The Finance Minister of India, Mr. Pranab Mukherjee in his Union Budget 2010 has come up with a string of reforms including the very ambitious GST (Goods and Services Tax). While GST is successfully implemented in countries like Brazil and China, it is somewhat new to India and requires huge operational and administration efforts.
The GST is levied on procurement of goods and services at each stage of the goods cycle right from production of raw materials, secondary process and till the time it reaches the consumer. Hence it can be seen like end-point retail tax. It is a comprehensive value-added tax that is meant to consume all other taxes like VAT, service tax, luxury tax, state charges etc.
In the proposal of the dual GST where the taxation system imposed in the Indian administration will be a dual one: CGST (Centre Goods and Services Tax) and SGST (State Goods and Services Tax) it is expected to reduce the incidence of taxes for consumers in the long run.
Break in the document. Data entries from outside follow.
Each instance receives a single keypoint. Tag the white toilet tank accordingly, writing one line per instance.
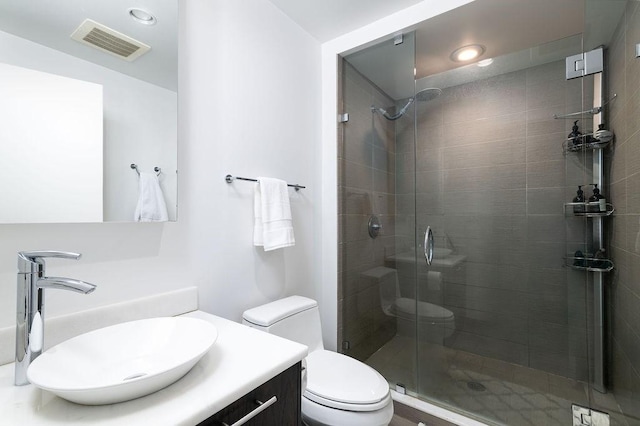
(295, 318)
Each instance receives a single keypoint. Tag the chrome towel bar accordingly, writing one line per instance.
(229, 179)
(156, 169)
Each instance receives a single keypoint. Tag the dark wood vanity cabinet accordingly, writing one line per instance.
(284, 411)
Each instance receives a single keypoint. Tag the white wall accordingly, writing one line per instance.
(129, 106)
(248, 105)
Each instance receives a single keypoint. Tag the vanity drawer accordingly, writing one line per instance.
(283, 411)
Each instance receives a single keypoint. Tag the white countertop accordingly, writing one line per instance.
(241, 359)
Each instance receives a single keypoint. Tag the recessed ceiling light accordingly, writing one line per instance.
(467, 53)
(142, 16)
(485, 62)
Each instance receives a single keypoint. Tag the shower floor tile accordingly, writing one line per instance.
(492, 391)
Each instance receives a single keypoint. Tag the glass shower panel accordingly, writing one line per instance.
(615, 24)
(376, 157)
(502, 329)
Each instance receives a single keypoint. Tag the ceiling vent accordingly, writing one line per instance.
(107, 40)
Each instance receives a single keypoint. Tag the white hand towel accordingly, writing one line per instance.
(151, 206)
(273, 227)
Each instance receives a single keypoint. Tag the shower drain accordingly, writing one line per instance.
(475, 386)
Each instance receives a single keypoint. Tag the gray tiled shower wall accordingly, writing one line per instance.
(623, 290)
(491, 180)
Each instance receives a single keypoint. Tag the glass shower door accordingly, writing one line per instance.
(376, 245)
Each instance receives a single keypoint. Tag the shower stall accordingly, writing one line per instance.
(468, 276)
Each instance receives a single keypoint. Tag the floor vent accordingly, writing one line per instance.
(475, 386)
(109, 40)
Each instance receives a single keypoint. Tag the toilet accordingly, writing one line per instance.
(435, 322)
(337, 390)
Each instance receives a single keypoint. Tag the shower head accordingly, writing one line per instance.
(424, 95)
(428, 94)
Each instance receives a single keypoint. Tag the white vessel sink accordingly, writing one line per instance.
(124, 361)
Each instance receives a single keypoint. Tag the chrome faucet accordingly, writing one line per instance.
(30, 310)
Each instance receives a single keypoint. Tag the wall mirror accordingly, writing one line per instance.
(68, 159)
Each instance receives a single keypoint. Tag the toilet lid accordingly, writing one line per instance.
(407, 307)
(336, 377)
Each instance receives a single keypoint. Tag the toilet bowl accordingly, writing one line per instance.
(435, 322)
(339, 390)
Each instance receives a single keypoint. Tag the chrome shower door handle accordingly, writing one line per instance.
(428, 245)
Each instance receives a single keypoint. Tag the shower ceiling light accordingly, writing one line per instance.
(467, 53)
(142, 16)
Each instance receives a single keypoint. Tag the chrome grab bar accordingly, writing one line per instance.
(261, 407)
(428, 245)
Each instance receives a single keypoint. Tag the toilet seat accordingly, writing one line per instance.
(338, 381)
(406, 308)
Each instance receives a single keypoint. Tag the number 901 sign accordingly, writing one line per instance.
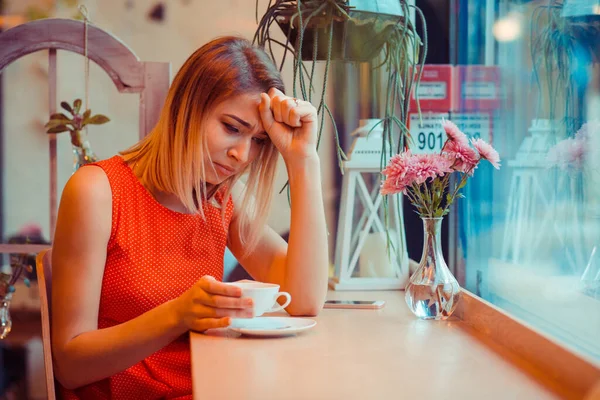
(428, 136)
(427, 133)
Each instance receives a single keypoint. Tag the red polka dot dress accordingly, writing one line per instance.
(154, 255)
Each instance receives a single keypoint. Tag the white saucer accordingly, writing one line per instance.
(271, 326)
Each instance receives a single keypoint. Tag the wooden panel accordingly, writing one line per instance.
(157, 78)
(52, 77)
(112, 55)
(573, 374)
(44, 273)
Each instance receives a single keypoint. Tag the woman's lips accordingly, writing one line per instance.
(224, 170)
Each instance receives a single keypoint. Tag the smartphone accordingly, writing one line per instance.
(367, 304)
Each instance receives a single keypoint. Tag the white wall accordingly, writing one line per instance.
(185, 28)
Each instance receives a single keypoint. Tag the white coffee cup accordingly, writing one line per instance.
(264, 296)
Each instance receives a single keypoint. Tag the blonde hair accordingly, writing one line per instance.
(172, 155)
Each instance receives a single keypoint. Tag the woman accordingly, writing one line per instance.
(140, 237)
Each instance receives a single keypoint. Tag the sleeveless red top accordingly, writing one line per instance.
(154, 255)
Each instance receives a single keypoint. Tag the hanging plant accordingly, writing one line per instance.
(59, 122)
(561, 49)
(350, 31)
(19, 269)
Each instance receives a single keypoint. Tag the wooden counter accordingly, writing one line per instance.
(362, 354)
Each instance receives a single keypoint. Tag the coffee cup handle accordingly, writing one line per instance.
(280, 307)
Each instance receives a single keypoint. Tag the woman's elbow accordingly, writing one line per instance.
(65, 375)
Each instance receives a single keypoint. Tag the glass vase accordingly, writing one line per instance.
(432, 291)
(5, 321)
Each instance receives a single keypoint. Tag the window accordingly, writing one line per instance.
(529, 234)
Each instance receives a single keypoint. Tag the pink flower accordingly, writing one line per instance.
(429, 166)
(406, 169)
(571, 153)
(453, 133)
(395, 172)
(568, 153)
(486, 151)
(587, 129)
(464, 157)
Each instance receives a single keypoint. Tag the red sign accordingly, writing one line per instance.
(436, 90)
(478, 88)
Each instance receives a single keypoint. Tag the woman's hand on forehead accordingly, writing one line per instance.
(290, 123)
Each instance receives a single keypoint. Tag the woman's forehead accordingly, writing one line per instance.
(244, 107)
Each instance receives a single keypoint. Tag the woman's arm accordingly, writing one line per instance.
(301, 266)
(83, 353)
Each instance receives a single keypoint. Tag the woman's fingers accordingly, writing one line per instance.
(204, 324)
(212, 286)
(212, 312)
(218, 301)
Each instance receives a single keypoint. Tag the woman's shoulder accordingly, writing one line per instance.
(90, 184)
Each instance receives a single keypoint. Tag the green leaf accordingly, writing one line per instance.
(53, 123)
(85, 116)
(98, 119)
(59, 117)
(58, 129)
(77, 105)
(66, 106)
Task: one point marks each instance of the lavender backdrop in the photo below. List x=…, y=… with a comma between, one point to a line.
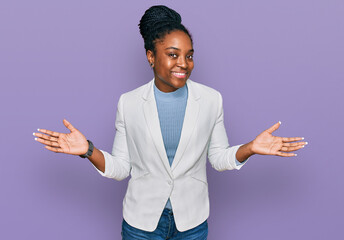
x=271, y=60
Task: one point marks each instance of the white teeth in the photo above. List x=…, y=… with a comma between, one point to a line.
x=179, y=74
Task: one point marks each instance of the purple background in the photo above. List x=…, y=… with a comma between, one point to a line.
x=271, y=60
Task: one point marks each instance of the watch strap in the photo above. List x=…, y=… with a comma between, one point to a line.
x=89, y=151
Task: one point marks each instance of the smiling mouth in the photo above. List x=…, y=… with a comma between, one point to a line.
x=179, y=74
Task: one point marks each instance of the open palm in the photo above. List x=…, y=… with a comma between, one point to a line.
x=71, y=143
x=267, y=144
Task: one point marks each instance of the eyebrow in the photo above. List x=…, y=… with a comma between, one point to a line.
x=191, y=50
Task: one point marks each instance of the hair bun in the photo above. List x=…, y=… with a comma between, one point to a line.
x=156, y=17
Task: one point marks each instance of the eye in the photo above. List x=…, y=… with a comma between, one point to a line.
x=172, y=55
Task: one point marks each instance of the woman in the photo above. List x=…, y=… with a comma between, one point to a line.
x=165, y=130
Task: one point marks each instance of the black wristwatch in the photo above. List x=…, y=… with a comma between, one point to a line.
x=90, y=150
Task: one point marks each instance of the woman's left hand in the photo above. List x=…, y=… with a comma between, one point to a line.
x=266, y=144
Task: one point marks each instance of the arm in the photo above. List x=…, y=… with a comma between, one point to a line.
x=115, y=165
x=221, y=155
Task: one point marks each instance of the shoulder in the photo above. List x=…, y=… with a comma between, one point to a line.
x=135, y=94
x=205, y=91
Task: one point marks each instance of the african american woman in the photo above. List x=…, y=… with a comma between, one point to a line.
x=165, y=131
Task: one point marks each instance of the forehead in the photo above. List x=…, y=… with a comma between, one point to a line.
x=177, y=39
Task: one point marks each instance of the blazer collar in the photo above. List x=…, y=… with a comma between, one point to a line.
x=153, y=123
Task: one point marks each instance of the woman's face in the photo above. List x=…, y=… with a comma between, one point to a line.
x=173, y=61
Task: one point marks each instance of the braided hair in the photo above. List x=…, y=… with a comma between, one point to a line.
x=157, y=22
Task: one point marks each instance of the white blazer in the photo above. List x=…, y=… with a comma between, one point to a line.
x=138, y=150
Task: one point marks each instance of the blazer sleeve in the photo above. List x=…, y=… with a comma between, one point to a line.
x=221, y=155
x=117, y=164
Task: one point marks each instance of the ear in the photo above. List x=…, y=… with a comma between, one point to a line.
x=150, y=57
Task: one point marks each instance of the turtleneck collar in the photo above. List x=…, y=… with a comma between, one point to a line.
x=179, y=94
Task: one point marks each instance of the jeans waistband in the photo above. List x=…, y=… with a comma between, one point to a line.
x=168, y=211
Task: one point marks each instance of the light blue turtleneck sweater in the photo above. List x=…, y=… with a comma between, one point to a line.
x=171, y=110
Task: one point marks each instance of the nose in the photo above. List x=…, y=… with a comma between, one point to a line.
x=182, y=62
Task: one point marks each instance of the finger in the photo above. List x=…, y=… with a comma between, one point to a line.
x=69, y=125
x=294, y=144
x=290, y=149
x=293, y=139
x=274, y=127
x=51, y=133
x=47, y=142
x=58, y=150
x=282, y=154
x=50, y=138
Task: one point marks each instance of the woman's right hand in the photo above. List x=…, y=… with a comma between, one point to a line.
x=71, y=143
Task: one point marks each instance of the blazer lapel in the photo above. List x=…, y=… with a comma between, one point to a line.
x=190, y=119
x=153, y=124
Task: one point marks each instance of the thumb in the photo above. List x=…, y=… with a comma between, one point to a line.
x=274, y=127
x=68, y=125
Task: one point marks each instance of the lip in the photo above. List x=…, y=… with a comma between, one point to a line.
x=179, y=74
Since this dual GST process is expected to absorb all other taxes, the assumption is that the dealers and manufacturers will start passing on the benefit of the reduced taxes by reducing the prices of their goods.
Earlier consulting and lawyer services that did not come under the purview of services tax will now be impacted by the enforcement of GST from 1 October 2010. The VAT which was implemented with some hesitation and accepted at large by many states was beneficial for most businesses but complicated due to inconsistency in rates and varied classification of goods under the VAT laws.
I feel that even though there would be many teething problems as far as operational and administrational measures are concerned since the revenue targets are massive and growth rates of different states are also distinct, the GST system will take the Indian economy a long way and help create a more transparent taxation system.
Nevertheless, it seems finally the Indian economy is on a more mature and global path provided it does not get lax when it comes to implementation. Hats off to Pranab Mukherjee and his Financial committee!